A aceleração observada resulta de ejeção assimétrica de gás, sem indícios de anomalias além do esperado para cometas interestelares.
Observações telescópicas recentes
Telescópios terrestres registraram brilho de magnitude 12 a 14 em setembro de 2025, com pico esperado em novembro.
Em 21 de julho, o Hubble capturou imagens a 277 milhões de quilômetros, destacando jatos de sublimação e estrutura da coma.
A missão Juice da ESA planeja observações entre 2 e 25 de novembro de 2025 para analisar ventos solares na cauda.
O sinal de rádio captado pela MeerKAT em novembro confirma absorção de hidroxila, alinhando-se a comportamentos cométicos padrão.
Composição química revelada
Análises espectrais indicam proporções elevadas de CO2 em relação à água, sugerindo formação em disco protoplanetário frio.
A idade estimada do cometa varia de 3 a 11 bilhões de anos, mais antiga que a Terra, com crateras de impactos interestelares.
Diferente de cometas da Nuvem de Oort, sua química reflete condições em regiões de estrelas antigas da Via Láctea.
Visibilidade e monitoramento futuro
A partir de 3 de novembro de 2025, o cometa surge no céu leste antes do amanhecer, na constelação de Virgem.
Entre 3 e 17 de novembro, ganha altura gradual, visível com telescópios a 9 graus acima do horizonte.

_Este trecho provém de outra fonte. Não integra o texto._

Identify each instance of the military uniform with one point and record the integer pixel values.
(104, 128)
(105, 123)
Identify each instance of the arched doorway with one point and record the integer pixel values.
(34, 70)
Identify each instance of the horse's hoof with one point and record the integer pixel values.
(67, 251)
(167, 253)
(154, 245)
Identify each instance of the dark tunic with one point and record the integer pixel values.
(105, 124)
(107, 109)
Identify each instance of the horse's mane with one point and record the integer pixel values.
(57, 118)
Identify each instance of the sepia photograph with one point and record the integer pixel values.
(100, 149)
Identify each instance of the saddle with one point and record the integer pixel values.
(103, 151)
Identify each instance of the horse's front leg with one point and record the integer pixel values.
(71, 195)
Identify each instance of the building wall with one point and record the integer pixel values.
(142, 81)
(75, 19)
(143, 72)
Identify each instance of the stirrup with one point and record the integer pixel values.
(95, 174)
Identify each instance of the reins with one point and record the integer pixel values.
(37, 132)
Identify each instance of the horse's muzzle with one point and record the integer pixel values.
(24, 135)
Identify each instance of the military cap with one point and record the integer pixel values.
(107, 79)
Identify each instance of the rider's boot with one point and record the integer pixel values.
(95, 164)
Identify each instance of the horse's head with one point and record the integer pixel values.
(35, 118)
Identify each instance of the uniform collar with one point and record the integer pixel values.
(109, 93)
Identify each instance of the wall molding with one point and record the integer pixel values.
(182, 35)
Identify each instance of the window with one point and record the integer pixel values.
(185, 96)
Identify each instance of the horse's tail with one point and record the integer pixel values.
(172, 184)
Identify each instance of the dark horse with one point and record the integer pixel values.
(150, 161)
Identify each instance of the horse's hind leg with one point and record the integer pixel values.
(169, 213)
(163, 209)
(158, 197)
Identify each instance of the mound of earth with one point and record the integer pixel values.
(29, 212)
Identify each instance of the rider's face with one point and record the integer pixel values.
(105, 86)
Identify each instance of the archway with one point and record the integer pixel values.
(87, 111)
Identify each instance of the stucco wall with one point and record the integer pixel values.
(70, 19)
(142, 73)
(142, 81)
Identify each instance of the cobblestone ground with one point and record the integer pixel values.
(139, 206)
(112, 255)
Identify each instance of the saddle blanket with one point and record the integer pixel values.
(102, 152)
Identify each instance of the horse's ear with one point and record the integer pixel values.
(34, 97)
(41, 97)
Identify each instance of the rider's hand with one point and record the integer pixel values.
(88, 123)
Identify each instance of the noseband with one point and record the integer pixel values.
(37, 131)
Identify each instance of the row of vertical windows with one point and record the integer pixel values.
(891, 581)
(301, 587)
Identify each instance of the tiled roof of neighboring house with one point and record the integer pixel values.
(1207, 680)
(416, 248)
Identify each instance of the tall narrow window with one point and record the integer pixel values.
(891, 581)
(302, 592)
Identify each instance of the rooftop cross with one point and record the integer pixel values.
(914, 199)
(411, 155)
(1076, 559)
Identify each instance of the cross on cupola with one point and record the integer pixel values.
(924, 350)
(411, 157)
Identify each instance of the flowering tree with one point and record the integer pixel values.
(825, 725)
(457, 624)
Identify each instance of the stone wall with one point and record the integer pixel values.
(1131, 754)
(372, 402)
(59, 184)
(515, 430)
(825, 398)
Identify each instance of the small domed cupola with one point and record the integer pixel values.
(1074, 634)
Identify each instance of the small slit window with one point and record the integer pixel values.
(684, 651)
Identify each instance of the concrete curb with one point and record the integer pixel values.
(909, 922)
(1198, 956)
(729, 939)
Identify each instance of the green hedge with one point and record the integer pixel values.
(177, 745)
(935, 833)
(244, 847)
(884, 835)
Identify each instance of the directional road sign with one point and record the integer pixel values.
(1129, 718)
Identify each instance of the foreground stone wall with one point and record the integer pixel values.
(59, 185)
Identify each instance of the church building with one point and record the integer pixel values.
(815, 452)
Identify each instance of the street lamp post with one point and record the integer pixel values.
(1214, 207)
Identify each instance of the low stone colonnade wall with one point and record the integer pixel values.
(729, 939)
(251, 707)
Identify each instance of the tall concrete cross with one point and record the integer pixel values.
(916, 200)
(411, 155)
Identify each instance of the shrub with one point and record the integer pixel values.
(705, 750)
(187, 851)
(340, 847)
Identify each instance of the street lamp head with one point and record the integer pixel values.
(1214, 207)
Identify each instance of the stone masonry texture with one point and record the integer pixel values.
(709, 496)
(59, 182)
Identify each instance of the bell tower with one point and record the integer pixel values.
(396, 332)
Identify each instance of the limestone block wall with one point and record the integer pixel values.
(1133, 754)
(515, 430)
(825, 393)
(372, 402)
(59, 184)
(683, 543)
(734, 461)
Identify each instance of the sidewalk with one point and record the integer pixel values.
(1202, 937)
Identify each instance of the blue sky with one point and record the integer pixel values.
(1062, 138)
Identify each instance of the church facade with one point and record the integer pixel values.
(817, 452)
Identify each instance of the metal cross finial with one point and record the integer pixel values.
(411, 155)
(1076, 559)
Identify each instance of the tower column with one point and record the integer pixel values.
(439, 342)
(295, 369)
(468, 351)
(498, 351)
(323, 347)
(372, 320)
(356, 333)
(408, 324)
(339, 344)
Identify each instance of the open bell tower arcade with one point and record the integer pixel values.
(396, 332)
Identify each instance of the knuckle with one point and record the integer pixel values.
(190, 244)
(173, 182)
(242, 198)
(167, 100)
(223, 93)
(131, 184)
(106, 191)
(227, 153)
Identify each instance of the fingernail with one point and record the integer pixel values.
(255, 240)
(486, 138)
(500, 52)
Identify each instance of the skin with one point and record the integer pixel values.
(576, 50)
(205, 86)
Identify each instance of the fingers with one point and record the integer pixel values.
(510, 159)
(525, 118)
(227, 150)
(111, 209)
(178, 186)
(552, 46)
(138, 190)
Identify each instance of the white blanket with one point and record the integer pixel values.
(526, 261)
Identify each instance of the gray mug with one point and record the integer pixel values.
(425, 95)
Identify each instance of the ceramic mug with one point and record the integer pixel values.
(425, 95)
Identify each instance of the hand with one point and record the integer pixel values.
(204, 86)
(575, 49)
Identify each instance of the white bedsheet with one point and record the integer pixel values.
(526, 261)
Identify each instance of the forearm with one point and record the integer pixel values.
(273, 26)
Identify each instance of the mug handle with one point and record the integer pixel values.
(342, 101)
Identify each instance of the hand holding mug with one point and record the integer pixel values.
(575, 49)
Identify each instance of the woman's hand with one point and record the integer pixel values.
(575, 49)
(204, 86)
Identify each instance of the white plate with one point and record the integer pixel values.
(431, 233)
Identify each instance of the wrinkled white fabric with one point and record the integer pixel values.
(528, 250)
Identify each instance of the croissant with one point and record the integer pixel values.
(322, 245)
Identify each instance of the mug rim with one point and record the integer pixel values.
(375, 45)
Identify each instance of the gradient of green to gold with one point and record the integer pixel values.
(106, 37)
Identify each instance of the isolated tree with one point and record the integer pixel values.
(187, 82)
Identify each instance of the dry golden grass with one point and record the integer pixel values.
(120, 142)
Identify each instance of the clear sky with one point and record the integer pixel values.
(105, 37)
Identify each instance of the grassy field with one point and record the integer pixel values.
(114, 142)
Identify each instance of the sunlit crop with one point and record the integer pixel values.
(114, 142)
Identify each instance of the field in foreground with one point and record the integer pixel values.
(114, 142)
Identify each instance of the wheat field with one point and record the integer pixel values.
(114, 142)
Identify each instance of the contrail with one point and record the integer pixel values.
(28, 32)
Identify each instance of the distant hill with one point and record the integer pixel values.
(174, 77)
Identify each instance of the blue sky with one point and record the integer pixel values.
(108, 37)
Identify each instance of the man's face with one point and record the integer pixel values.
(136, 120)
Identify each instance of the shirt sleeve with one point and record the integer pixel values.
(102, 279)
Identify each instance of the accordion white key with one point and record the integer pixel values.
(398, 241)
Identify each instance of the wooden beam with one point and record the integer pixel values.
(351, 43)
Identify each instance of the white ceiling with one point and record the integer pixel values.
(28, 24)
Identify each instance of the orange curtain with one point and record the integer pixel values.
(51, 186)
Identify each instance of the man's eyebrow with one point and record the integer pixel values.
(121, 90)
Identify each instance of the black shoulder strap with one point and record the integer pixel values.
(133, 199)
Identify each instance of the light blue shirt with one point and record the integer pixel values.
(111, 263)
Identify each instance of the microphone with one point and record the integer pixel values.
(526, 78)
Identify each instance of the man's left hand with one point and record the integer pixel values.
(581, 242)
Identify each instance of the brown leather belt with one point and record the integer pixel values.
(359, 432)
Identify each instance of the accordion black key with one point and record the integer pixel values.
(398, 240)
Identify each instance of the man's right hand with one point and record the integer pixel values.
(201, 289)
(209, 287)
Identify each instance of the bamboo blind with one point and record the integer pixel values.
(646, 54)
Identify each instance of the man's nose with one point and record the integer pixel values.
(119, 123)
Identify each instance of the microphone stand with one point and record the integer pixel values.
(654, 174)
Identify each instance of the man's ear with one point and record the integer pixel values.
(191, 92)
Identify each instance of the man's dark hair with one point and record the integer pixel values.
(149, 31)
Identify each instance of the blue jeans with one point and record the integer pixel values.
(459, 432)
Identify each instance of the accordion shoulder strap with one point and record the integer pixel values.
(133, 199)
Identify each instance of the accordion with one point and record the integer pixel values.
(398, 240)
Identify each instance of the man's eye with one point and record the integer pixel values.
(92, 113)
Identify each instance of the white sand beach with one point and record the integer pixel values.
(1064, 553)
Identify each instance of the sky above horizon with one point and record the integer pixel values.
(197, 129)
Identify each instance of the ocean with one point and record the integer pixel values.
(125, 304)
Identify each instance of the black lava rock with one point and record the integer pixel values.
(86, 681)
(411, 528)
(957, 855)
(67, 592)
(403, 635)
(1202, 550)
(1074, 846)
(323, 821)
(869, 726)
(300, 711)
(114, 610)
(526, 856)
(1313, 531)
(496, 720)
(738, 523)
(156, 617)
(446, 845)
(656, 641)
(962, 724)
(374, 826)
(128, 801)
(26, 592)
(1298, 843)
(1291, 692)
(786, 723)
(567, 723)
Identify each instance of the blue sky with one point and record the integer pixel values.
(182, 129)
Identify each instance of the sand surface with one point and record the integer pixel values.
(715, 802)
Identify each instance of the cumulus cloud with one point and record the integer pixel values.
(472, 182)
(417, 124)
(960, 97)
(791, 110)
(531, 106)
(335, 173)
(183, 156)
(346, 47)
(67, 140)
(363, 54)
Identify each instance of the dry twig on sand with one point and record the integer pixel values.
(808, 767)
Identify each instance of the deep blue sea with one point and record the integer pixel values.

No Brasil, condições melhoram em dezembro, com janela de uma hora antes do nascer do Sol, apesar do brilho fraco.
Por março de 2026, cruzará a órbita de Júpiter, fading para além da detecção telescópica em setembro.
- A Rede Internacional de Alerta de Asteroides coordena medições para refinar modelos de sublimação.
- Observatórios como Gemini North capturaram imagens em julho, processadas para mapear anisotropia da coma.
- Dados do SOHO durante conjunção solar em 21 de outubro de 2025 registraram elongação da cauda sem fragmentação.